The Dead Mule School of Southern Literature

Joe Seale “Bona Fide”

Fiction

“I can’t tell your mama shit no more. She done got clever.” Hammer cursed and spat a fat wad on the dry dirt. He rubbed it in with his steel-toe. “How you think she got so clever?”

I grunted at him.

“You don’t know?”

I squinted at his mud-spit and chewed on my cheek. “I reckon I might’ve told her you ain’t never told her a true thing in all her life. I reckon I might’ve said something like that.” I watched his boots to know when or if I needed to duck. I shrugged my 17-year-old shoulders. I felt strong.

He laughed. “You told your mama I been fucking around on her?” He wiggled a foot at me. “You done snitched on your old man?”

My daddy made me start calling him Hammer when I turned 13 because he said I was starting to stand up too straight. Said I needed to round my shoulders to carry the weight of his name. Said he’d be the Hammer and my back’d be the nail. Hell of a way to enter my teens.
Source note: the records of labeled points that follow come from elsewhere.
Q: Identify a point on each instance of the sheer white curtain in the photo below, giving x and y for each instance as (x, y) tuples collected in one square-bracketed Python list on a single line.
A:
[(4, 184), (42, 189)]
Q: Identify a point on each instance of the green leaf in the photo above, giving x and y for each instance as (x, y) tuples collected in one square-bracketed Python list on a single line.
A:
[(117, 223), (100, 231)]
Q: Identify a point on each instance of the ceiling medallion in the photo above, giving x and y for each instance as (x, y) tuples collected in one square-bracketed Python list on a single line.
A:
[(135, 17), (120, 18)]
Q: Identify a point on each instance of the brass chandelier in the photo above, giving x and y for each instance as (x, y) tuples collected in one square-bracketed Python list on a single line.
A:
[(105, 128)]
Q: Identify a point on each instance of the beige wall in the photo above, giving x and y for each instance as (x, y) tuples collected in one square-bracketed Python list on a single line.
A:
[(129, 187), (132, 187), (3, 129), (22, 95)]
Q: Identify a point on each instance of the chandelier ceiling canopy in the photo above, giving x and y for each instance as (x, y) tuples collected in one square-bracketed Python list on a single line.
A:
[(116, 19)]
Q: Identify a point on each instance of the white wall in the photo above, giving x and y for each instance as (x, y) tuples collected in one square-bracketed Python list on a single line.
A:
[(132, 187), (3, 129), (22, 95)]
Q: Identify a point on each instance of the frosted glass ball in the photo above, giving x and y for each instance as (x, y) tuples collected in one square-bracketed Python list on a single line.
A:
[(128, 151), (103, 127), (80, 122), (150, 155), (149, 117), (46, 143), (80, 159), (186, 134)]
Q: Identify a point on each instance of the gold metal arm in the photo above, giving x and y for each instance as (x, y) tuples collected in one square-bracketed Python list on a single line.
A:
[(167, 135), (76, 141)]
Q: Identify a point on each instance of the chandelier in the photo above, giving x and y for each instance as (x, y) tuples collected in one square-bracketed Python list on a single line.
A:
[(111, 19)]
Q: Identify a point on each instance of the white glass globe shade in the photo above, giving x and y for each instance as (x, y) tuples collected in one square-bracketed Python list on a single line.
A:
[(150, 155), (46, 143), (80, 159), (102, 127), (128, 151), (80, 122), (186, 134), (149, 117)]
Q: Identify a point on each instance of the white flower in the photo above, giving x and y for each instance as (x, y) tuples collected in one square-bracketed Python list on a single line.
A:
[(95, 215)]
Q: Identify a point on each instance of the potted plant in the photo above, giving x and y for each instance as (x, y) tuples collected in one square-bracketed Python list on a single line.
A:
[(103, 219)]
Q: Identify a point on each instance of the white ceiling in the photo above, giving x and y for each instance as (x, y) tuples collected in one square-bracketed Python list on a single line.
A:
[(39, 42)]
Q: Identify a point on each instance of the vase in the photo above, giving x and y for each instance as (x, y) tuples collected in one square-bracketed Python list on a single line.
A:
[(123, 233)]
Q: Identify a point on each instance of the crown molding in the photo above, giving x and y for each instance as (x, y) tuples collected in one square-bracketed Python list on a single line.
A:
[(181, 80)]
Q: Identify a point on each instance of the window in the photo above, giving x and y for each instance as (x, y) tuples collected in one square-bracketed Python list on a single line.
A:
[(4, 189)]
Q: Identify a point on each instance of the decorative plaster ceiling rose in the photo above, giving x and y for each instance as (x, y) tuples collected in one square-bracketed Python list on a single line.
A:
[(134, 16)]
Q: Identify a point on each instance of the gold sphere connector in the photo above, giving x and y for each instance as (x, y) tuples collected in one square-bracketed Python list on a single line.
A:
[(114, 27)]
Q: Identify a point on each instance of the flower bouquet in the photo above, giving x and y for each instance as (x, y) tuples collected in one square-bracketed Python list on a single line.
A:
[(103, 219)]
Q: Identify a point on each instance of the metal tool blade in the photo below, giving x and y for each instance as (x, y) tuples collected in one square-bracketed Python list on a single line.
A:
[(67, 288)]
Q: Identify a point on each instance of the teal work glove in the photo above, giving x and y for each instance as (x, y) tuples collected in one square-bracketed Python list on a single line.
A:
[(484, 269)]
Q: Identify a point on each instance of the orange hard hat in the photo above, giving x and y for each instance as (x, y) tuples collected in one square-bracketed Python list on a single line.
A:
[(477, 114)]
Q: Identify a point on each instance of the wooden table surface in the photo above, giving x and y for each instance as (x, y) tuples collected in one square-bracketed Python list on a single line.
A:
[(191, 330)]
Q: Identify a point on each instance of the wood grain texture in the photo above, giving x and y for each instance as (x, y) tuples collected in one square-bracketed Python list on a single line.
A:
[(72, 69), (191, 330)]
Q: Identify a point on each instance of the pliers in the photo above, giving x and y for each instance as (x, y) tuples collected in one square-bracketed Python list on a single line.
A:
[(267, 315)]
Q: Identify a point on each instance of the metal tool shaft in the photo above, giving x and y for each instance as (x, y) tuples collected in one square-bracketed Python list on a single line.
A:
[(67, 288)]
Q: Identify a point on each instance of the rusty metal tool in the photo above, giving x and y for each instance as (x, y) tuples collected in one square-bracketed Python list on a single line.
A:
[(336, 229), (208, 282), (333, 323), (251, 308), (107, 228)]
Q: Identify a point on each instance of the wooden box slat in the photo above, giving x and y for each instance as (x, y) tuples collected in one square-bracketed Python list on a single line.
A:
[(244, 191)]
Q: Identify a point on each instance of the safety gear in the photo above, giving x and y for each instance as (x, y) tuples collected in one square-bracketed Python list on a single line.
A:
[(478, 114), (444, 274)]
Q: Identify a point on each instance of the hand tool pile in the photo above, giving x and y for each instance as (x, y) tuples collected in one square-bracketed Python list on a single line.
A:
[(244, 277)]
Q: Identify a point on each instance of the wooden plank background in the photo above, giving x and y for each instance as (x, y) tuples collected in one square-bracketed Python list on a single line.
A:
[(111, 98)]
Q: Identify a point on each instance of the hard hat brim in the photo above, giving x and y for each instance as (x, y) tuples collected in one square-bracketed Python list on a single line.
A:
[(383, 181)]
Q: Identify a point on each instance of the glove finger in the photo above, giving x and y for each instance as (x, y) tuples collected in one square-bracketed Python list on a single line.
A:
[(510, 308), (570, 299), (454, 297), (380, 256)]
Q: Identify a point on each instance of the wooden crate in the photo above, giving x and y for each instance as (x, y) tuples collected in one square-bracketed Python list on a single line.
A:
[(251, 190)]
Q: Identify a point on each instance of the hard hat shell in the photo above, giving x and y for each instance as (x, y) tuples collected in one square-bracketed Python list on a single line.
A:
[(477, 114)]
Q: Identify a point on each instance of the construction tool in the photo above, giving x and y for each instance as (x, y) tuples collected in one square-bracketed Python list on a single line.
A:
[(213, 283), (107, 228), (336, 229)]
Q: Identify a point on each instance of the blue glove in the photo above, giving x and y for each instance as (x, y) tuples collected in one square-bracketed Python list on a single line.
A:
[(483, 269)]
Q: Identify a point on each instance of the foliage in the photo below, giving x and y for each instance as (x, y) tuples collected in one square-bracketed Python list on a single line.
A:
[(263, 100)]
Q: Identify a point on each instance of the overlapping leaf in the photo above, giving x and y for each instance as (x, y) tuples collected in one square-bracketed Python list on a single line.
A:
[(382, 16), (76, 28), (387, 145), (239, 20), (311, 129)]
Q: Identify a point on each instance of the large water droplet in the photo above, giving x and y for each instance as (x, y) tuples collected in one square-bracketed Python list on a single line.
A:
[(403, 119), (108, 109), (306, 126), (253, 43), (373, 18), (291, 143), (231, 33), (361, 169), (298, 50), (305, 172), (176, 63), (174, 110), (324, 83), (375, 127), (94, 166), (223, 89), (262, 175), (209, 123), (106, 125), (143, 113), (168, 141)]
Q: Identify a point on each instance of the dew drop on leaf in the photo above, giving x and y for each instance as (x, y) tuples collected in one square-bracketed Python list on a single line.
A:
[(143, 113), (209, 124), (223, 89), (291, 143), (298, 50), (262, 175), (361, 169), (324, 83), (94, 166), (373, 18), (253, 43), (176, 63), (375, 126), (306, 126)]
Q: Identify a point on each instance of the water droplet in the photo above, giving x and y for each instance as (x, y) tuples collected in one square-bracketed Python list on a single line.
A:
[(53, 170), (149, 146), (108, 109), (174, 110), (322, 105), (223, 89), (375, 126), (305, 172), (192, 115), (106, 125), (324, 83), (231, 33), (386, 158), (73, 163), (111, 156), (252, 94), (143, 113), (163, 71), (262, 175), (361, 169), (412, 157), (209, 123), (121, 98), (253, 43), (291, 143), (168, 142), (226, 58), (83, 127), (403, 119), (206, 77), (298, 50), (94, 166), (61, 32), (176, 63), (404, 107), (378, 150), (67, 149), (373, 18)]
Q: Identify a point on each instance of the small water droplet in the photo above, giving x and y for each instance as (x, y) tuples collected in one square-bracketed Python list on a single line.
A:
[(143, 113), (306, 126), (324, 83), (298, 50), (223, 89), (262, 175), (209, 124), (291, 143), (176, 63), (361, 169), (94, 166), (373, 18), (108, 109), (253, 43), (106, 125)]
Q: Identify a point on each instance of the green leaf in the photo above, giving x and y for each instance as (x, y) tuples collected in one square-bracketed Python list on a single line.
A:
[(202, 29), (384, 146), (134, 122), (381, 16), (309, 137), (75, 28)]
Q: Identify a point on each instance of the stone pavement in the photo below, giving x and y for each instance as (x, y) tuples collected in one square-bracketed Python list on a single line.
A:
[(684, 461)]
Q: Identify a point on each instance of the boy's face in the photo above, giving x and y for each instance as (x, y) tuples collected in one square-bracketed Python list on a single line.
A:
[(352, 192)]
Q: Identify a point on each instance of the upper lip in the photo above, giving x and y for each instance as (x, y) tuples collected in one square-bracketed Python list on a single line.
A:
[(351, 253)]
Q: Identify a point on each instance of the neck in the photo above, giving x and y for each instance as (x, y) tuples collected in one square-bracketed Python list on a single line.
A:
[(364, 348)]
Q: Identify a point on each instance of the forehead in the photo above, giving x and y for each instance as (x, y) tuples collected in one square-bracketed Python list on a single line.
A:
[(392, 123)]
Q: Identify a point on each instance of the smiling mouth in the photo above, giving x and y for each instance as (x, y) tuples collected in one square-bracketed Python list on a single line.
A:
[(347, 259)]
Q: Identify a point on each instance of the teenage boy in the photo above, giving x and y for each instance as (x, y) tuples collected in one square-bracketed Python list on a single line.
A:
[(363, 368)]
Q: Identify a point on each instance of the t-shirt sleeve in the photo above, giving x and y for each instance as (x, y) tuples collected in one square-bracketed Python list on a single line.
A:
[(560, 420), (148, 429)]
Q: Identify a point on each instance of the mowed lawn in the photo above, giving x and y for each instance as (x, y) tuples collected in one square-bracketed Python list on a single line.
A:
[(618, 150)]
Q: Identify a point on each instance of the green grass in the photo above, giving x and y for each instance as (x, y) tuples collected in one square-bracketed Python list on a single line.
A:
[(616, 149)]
I looked down at him, him almost six inches shorter than me, him with shoulders as big around as a barn. I nodded and spat by his foot.

Hammer put his hands on his hips and whistled. “You done let some little girl make you feel like a man, ain’t you? Now you standing up to ya old man like you got a pair. Like I ain’t the one that gave you that pair. Don’t be unwise, son.”

Don’t be unwise, son. That’d been his mantra to me since grade school. Any time I did anything acting like I might be getting some kind of independence, like my first black eye or my first girlfriend, he’d sit me down. Put a big wad of chew in, making his bottom lip swell like a cancer had taken root. He’d spit. Put a hand on my knee and say real slow, “Don’t you be getting proud on me, boy. Don’t be unwise, son.”

I shook my head at him. “Ain’t being unwise, Hammer.”

He squinted at me. I watched the vein in his neck protruding, the muscles in his jaw twitching. His fingers curling and uncurling, fisting and unfisting. His mustache wiggled. My daddy was mad.

“You done told on your daddy then,” he said.

“Ain’t like it mattered. Mama ain’t left has she?” I stood up straighter, looking down my nose at him. A boy can stand straight sometimes

“You just remember that, boy. You didn’t do nothin but hurt your mama. That’s what getting wise does for ya, son.” He squinted at me and shook his head before turning and walking away.

I stared at his back and wondered if Hammer might not be the wisest man I’d ever met. I swallowed and decided I hope he ain’t. I hope he ain’t even close.